I also had to use two cans of degreaser to clean it. It's got an adjustable bar oiler and I think it's set way too high, it also leaves a puddle when you are done running it. Hopefully I can get that set correctly and don't need to reseal or replace the oil pump.

Saw starts and runs great now. Just following up to thank everyone.
 
Glad to hear you got it up and running. Just so you know that saw is nowhere near a throw away saw. That should be a pro construction mag case saw. I have about 4 in that series. Absolutely worth repairing. I can promise i wouldnt trade my 335 pro for any equivalent other brand.
 
About your oiler. Fill the saw with gas and bar oil and run the saw in wood and check the bar oil tank capacity after about 1/2 tank of gas. The bar oil tank should last thru a tank of gas.
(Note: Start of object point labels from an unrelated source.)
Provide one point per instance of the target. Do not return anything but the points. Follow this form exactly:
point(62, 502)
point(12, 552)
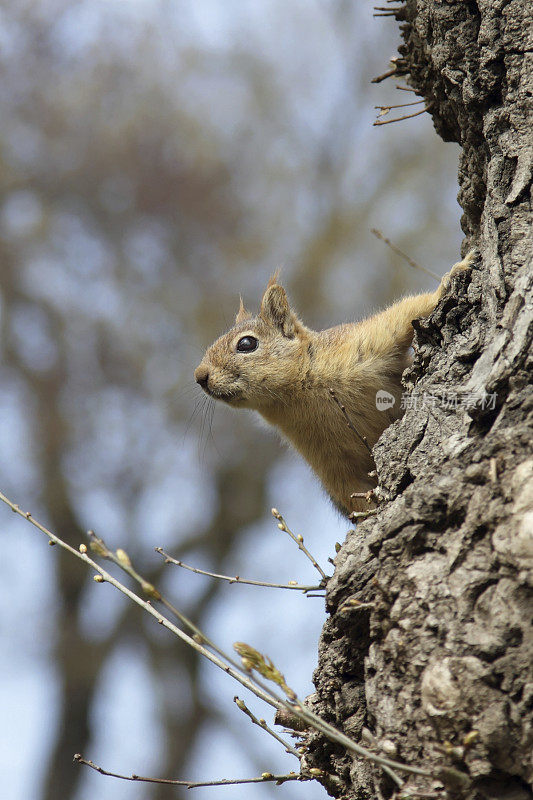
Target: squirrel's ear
point(242, 314)
point(275, 310)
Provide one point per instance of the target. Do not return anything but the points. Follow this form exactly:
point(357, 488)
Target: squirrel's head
point(261, 358)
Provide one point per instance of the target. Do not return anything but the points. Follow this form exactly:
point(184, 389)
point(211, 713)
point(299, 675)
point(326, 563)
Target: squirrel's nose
point(201, 376)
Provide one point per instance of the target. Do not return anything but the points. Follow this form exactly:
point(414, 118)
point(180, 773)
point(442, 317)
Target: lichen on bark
point(436, 667)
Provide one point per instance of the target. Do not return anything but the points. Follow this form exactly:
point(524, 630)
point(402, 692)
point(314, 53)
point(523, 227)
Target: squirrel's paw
point(461, 266)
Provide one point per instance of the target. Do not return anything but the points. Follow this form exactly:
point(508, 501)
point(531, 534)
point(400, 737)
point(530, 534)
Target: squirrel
point(315, 385)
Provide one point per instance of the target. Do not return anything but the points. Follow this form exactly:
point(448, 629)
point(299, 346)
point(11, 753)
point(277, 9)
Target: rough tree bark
point(446, 651)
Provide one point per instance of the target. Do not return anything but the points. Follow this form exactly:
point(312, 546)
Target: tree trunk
point(437, 672)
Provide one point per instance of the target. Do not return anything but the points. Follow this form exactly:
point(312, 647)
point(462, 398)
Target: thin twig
point(266, 777)
point(349, 421)
point(103, 576)
point(282, 525)
point(236, 578)
point(397, 68)
point(406, 116)
point(262, 724)
point(403, 255)
point(386, 109)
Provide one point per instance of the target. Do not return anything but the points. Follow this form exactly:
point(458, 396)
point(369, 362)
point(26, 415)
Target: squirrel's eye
point(247, 344)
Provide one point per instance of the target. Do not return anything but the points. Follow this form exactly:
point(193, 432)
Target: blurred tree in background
point(157, 159)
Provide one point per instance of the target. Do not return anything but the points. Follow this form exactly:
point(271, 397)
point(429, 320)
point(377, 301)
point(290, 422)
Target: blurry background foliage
point(157, 158)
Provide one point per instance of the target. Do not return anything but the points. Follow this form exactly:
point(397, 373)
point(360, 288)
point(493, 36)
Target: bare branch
point(282, 525)
point(236, 579)
point(240, 674)
point(266, 777)
point(378, 234)
point(262, 724)
point(406, 116)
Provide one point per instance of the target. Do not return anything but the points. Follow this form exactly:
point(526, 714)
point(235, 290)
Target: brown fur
point(288, 377)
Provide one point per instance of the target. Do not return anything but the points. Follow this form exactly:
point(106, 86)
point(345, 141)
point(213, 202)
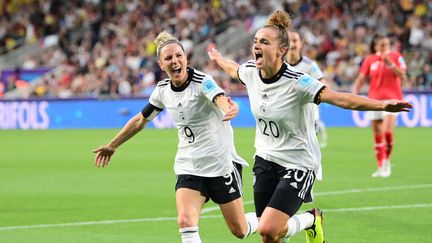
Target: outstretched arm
point(132, 127)
point(358, 83)
point(229, 66)
point(356, 102)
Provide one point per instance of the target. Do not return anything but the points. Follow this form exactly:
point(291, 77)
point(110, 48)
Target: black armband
point(317, 99)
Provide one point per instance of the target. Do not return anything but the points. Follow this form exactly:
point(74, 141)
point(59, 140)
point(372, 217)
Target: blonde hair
point(164, 38)
point(281, 21)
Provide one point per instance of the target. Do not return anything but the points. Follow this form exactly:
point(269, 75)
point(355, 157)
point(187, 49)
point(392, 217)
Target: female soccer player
point(287, 156)
point(386, 69)
point(304, 64)
point(204, 161)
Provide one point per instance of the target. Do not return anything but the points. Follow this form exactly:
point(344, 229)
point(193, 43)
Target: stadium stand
point(105, 49)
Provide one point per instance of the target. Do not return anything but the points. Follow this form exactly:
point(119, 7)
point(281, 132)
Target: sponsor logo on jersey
point(305, 80)
point(182, 117)
point(209, 86)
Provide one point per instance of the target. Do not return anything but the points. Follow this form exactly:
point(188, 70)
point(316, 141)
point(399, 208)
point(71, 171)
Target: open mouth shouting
point(258, 58)
point(176, 71)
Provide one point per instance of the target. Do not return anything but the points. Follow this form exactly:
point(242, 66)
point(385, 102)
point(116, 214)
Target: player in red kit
point(386, 69)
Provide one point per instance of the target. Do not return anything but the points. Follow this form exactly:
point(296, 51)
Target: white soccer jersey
point(206, 146)
point(285, 132)
point(306, 65)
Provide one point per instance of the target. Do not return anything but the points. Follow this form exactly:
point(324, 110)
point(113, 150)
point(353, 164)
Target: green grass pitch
point(50, 190)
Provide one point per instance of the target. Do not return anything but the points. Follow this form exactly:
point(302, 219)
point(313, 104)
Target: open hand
point(103, 155)
point(233, 110)
point(214, 54)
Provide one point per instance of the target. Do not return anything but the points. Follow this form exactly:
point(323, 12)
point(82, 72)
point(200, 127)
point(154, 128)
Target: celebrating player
point(206, 164)
point(386, 69)
point(287, 157)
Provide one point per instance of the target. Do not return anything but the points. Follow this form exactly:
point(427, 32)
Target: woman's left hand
point(397, 105)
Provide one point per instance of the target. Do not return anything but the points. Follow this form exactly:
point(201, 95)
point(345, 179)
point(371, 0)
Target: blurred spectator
point(108, 51)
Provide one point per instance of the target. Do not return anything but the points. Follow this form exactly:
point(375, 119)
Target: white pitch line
point(119, 221)
point(331, 193)
point(335, 210)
Better to be over oiling than weak oiling.

When thru cutting set the saw down in a catch pan and let it set overnight or about 24 hours. If you see quite a bit of oil, run the saw and then before testing again loosen the oil cap first and let it rest again for 24 hours. Sometimes a heat pressure will force the oil out when it's cooling down. Oil pumps for those are usually readily available from flea bay very reasonable and easy to get at on the saw. Remove yours first and make sure the in and out areas are sealing good and look at part numbers and pictures before getting a replacement to compare and you can find some good videos on you tube about replacement procedures.
I've replaced the oilers on Poulans and Homelites they would still leak bar oil during storage, but oil correctly when being used, so I either dump the bar oil or store the saw in a carrying case or catch pan and let it relieve itself in the bedpan.;)
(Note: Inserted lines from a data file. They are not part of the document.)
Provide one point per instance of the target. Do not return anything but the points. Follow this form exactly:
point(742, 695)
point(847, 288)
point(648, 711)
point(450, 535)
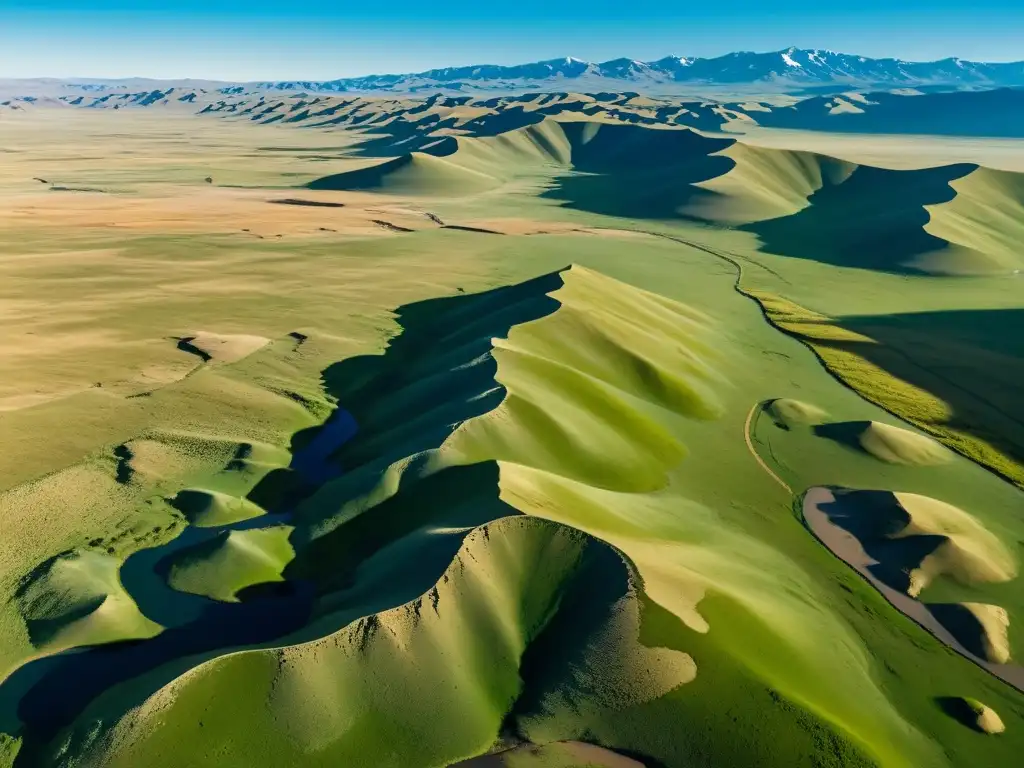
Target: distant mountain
point(790, 70)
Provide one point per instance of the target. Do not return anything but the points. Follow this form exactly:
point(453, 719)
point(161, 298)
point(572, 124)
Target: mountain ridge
point(787, 68)
point(791, 70)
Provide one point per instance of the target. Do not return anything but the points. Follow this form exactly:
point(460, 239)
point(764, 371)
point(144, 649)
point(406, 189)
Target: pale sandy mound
point(211, 508)
point(897, 445)
point(554, 755)
point(787, 413)
point(981, 628)
point(995, 628)
point(970, 553)
point(987, 720)
point(76, 600)
point(222, 347)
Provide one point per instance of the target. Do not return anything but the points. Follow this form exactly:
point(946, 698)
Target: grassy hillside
point(496, 451)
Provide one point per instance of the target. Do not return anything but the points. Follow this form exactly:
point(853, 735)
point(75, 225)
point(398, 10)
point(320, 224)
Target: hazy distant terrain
point(996, 113)
point(551, 429)
point(797, 71)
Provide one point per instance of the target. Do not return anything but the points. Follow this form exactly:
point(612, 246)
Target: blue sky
point(316, 39)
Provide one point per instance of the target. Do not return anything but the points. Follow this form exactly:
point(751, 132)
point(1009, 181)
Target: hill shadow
point(636, 172)
point(432, 375)
point(873, 219)
point(972, 359)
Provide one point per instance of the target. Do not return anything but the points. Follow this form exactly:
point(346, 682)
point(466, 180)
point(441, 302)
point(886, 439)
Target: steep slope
point(511, 557)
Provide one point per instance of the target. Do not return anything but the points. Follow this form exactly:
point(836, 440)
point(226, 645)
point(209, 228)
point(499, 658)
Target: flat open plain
point(377, 443)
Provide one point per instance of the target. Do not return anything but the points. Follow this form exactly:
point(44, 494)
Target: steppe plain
point(538, 431)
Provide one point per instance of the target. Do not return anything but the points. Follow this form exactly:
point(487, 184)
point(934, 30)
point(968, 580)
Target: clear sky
point(324, 39)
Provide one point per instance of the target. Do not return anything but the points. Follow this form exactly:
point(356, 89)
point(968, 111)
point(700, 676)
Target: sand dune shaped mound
point(212, 347)
point(982, 629)
point(554, 755)
point(475, 577)
point(974, 714)
point(918, 540)
point(76, 600)
point(445, 667)
point(211, 508)
point(414, 174)
point(887, 443)
point(230, 562)
point(951, 220)
point(787, 413)
point(983, 225)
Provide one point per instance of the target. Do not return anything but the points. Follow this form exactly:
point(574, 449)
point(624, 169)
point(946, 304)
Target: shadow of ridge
point(960, 710)
point(963, 625)
point(633, 175)
point(846, 433)
point(872, 517)
point(873, 219)
point(126, 674)
point(972, 359)
point(112, 680)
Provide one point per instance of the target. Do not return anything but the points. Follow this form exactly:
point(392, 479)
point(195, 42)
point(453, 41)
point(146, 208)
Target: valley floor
point(316, 452)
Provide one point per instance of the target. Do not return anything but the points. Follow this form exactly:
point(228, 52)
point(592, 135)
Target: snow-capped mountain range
point(790, 69)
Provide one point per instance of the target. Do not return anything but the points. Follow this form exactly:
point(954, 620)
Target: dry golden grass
point(841, 351)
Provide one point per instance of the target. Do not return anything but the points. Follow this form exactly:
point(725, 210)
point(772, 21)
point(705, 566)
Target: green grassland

I've patched holes and slits in Rubber CV boots on my ATV front axles (as a temporary repair) using a electrical liquid rubber that bonds real good and stays flexible, just cleaned the boot surface good with lacquer thinner and apply light coat and when the first coat gets tacky apply a second coat and let dry for 24 hours. Think it's made by 3M and sold as liquid electrical tape and comes in a can with a brush attached to the lid.
The black liquid rubber sealer actually sealed the CV ribbed rubber boots really good enough to hold in grease and keep out water even with the CV boot flexing if the previous rubber damage was not real severe for long time so as I did not have to make immediate repairs.
 
Okie. Luckily it wasn't torn in a critical area. Good tip to know!!!

Sitting there, the saw does not nessecarily keep leaking... but it does leak awhile after operation.... I disagree with the fact that over oiling is better. There is a point where the oil sludge becomes problematic and plugs up the saw like this one. The plus side... This is the same bar on a saw thats been used for 20 years or more haha. I don't know.

Boomer...Yes dad loves this saw. When it broke he replaced with an MS290 but he much preferred this one still. Someone stole the 290 so now he has a saw again for 20 years hopefully.
 
Just to follow up on this thread.

Dad is still running and LOVING this saw to bits- its a strong performer. However, the saw has big problems with not starting when "hot"or after refueling.

The problem is, the fuel tank leaks because of the poorly fitting lines and fouls out the ignition switch grounding the saw. Once the area has some time to dry, it comes back to life no problem. We've taken to just fueling it in half tanks at this point.

Just wondering if anyone has a suggestion for a sealant for the lines that will hold up in this environment. I still have some of the gasket dressing and sealant I used on the intake boot tear I was going to try.
 
Just to follow up on this thread.

Dad is still running and LOVING this saw to bits- its a strong performer. However, the saw has big problems with not starting when "hot"or after refueling.

The problem is, the fuel tank leaks because of the poorly fitting lines and fouls out the ignition switch grounding the saw. Once the area has some time to dry, it comes back to life no problem. We've taken to just fueling it in half tanks at this point.
Use the correct size lines or something closer. What size line did you use? Where exactly is it leaking from?